Feature Super-Resolution Based Facial Expression Recognition for Multi-scale Low-Resolution Faces
Wei Jing, Feng Tian, Jizhong Zhang, Kuo-Ming Chao, Zhenxin Hong, Xu, Liu

TL;DR
This paper introduces a novel feature super-resolution method using GANs to improve facial expression recognition on low-resolution images, outperforming existing image super-resolution and recognition techniques.
Contribution
A new feature-level super-resolution approach using GANs combined with a classification-aware loss for robust FER on very low-resolution images.
Findings
Achieves better FER accuracy on low-res images than existing methods.

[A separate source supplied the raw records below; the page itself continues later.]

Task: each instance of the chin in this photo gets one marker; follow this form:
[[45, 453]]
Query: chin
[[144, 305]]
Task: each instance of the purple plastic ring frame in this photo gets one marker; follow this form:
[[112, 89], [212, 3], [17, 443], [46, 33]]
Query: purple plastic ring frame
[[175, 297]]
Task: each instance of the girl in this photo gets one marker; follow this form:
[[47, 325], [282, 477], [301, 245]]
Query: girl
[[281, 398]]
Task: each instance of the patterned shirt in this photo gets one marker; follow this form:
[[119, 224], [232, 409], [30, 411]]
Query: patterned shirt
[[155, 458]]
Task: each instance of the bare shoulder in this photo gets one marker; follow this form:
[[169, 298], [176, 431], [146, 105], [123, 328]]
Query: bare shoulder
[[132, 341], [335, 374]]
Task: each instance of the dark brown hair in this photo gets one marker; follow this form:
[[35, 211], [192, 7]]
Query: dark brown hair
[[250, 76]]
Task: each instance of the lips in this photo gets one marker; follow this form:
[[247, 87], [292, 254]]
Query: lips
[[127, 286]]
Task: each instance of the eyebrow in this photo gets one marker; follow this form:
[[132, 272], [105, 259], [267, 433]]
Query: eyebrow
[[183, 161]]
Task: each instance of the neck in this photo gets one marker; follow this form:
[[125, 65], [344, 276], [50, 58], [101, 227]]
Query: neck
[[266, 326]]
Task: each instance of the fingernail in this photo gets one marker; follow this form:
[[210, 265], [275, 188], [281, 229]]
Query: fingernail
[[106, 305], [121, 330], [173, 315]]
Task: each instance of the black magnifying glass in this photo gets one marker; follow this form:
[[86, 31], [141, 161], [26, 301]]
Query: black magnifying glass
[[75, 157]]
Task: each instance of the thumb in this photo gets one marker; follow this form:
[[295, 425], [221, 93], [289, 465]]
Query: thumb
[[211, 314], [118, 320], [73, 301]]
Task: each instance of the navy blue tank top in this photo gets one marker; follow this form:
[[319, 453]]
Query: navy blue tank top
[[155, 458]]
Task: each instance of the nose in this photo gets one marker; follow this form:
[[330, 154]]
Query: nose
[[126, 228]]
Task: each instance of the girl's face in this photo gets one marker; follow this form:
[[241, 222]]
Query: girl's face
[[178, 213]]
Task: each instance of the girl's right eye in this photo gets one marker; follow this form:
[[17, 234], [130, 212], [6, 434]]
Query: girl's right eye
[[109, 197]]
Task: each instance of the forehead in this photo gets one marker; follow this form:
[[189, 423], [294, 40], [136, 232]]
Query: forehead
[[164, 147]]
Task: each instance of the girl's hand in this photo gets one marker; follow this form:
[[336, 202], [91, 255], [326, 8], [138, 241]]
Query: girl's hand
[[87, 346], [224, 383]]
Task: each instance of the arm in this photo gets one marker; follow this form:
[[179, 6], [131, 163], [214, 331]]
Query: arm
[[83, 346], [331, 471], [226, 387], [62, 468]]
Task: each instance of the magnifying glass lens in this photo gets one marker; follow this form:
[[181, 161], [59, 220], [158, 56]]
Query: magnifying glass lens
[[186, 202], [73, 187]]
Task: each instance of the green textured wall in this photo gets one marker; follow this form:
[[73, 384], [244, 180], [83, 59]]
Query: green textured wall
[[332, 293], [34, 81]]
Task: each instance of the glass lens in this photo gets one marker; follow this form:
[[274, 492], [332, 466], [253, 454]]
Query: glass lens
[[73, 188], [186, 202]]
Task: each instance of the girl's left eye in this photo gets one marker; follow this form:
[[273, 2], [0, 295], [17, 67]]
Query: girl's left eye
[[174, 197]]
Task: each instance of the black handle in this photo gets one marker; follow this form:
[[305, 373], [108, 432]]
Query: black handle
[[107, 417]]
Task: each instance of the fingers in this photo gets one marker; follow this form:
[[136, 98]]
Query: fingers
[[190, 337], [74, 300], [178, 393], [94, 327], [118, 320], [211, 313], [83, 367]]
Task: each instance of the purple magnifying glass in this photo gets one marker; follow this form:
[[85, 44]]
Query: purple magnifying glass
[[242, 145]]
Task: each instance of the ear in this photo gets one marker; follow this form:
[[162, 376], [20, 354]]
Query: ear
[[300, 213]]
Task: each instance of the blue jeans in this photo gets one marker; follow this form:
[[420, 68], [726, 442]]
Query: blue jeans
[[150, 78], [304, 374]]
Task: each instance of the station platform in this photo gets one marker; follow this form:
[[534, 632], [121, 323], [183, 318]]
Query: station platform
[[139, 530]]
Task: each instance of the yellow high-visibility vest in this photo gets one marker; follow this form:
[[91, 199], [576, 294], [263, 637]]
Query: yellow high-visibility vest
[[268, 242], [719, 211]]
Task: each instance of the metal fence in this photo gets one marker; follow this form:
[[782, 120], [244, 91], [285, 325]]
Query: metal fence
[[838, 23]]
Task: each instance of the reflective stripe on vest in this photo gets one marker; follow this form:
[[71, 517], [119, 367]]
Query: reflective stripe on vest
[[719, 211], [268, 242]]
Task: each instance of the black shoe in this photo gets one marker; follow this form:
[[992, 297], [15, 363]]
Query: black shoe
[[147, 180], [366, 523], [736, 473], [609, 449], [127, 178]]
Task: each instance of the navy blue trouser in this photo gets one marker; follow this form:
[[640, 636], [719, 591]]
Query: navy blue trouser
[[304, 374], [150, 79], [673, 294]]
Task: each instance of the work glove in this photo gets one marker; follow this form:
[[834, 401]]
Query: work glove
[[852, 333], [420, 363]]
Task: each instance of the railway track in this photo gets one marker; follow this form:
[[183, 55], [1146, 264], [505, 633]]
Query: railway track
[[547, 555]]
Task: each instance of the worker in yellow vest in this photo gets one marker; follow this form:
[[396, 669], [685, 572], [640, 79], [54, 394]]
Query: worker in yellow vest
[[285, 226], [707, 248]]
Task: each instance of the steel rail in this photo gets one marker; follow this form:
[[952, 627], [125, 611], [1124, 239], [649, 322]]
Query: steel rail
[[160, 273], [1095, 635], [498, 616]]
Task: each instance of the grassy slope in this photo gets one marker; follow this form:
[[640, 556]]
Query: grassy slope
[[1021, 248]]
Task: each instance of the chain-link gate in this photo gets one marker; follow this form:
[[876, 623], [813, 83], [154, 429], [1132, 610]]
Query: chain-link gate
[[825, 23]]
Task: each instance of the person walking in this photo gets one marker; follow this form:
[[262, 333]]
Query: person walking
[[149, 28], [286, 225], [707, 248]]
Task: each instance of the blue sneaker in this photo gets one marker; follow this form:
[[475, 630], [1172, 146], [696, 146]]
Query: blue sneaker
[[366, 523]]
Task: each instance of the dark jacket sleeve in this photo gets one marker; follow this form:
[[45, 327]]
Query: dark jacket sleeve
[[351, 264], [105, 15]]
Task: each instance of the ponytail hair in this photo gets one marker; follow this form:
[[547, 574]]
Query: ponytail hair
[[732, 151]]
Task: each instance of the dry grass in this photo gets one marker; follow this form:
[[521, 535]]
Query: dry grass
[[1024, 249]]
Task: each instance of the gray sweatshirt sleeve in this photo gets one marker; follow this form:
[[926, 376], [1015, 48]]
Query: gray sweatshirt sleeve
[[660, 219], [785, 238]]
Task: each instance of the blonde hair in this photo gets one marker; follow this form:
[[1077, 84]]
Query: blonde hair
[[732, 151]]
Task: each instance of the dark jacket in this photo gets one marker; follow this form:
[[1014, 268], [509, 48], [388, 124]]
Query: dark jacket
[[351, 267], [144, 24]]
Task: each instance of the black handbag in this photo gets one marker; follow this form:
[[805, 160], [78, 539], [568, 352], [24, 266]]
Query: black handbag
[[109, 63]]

Effective across various down-sampling factors with a single model.
Demonstrates improved discriminative features for expression recognition.
Abstract
Facial Expressions Recognition(FER) on low-resolution images is necessary for applications like group expression recognition in crowd scenarios(station, classroom etc.). Classifying a small size facial image into the right expression category is still a challenging task. The main cause of this problem is the loss of discriminative feature due to reduced resolution. Super-resolution method is often used to enhance low-resolution images, but the performance on FER task is limited when on images of very low resolution. In this work, inspired by feature super-resolution methods for object detection, we proposed a novel generative adversary network-based feature level super-resolution method for robust facial expression recognition(FSR-FER). In particular, a pre-trained FER model was employed as feature extractor, and a generator network G and a discriminator network D are trained with…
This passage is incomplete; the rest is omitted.